The reason we don’t is because servers wouldn’t be able to read our email. The legitimate use case here is searching (Tuta solves this by searching on the client, ProtonMail stores unencrypted subject lines), and 20 years ago, that would’ve been a hardship with people moving to web services. Today, phones can store emails, so it’s not an issue anymore, so it probably comes down to being able to sell your data.
Many to many encryption is more complicated (e.g. Lemmy or Discord), so I understand why chat took a while to be end to end encrypted (Matrix can do this, for example), but there are plenty of FOSS examples today, and pretty much every device has encryption acceleration in the CPU, so there’s no technical reason why it’s impractical today.
The reason it’s not uniquitous today is because data is really valuable, both to police and advertisers.

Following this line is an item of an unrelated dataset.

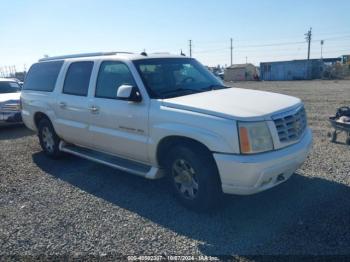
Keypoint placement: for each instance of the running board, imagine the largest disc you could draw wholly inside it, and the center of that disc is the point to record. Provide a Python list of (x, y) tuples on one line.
[(112, 161)]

Because the USA has been a broken fascist husk ever since the red scare and has been in slow decline ever since.
More like 23 years ago when the Patriot Act was signed, and every time it has been re-authorized/renamed since. Every President since Bush Jr. is complicit, and I’m getting most of them in the previous 70-ish years (or more) wish they could’ve had that bill as well.

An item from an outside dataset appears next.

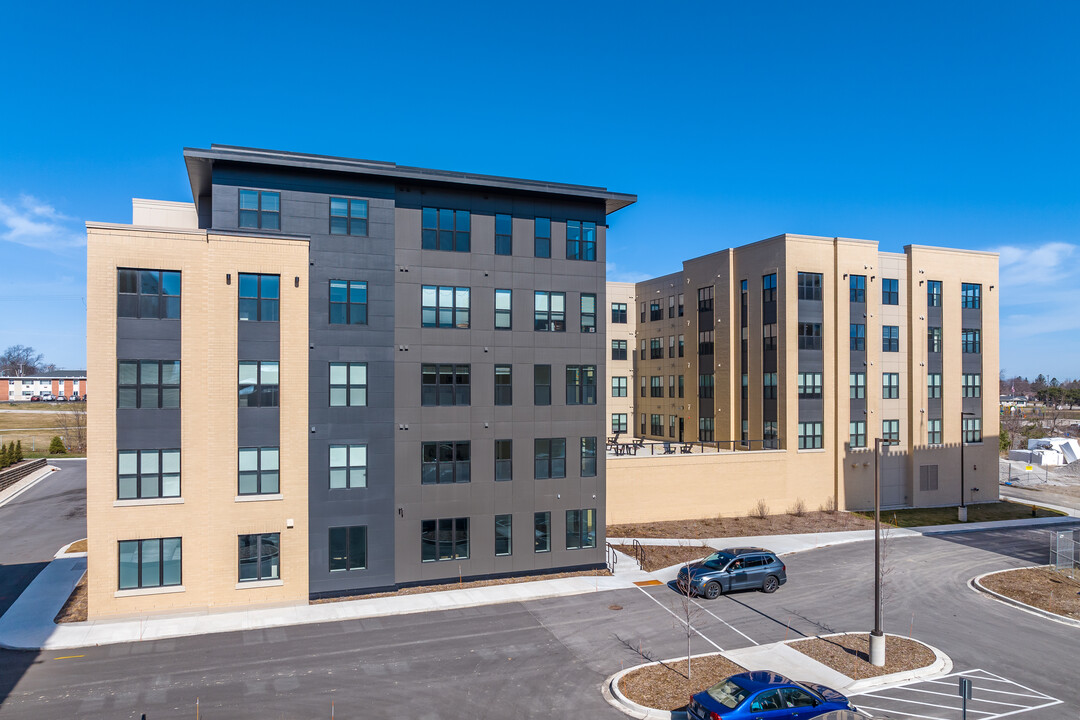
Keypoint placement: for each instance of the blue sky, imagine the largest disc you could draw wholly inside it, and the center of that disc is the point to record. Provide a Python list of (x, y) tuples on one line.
[(929, 123)]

Oh gee, forcing companies to leave backdoors for the government might compromise security, everyone. Who’d have thunk it? 🤦
They knew, they were putting backdoors when they needed them.
Now the new administration will take half of the blame in public opinion (that’s how this works) and also half of the profits, so they won’t investigate too strictly those who’ve done such things.
But also words don’t cost anything. They can afford to say the obvious after the deed has been done.
It’s probably also good practice to assume that not all encrypted apps are created equal, too. Google’s RCS messaging, for example, says “end-to-end encrypted”, which sounds like it would be a direct and equal competitor to something like Signal. But Google regularly makes money off of your personal data. It does not behoove a company like Google to protect your data.
Start assuming every corporation is evil. At worst you lose some time getting educated on options.
End to end is end to end. Its either “the devices sign the messages with keys that never leave the the device so no 3rd party can ever compromise them” or it’s not.
Signal is a more trustworthy org, but google isn’t going to fuck around with this service to make money. They make their money off you by keeping you in the google ecosystem and data harvesting elsewhere.
google isn’t going to fuck around with this service to make money
Your honor, I would like to submit Exhibit A, Google Chrome “Enhanced Privacy”.
Google will absolutely fuck with anything that makes them money.
This. Distrust in corporations is healthy regardless of what they claim.
Dont trust. Verify. Definitely dont touch it if its closed source
Thats a different tech. End to end is cut and dry how it works. If you do anything to data mine it, it’s not end to end anymore.
Only the users involved in end to end can access the data in that chat. Everyone else sees encrypted data, i.e noise. If there are any backdoors or any methods to pull data out, you can’t bill it as end to end.
You are suggesting that “end-to-end” is some kind of legally codified phrase. It just isn’t. If Google were to steal data from a system claiming to be end-to-end encrypted, no one would be surprised.
I think your point is: if that were the case, the messages wouldn’t have been end-to-end encrypted, by definition. Which is fine. I’m saying we shouldn’t trust a giant corporation making money off of selling personal data that it actually is end-to-end encrypted.
By the same token, don’t trust Microsoft when they say Windows is secure.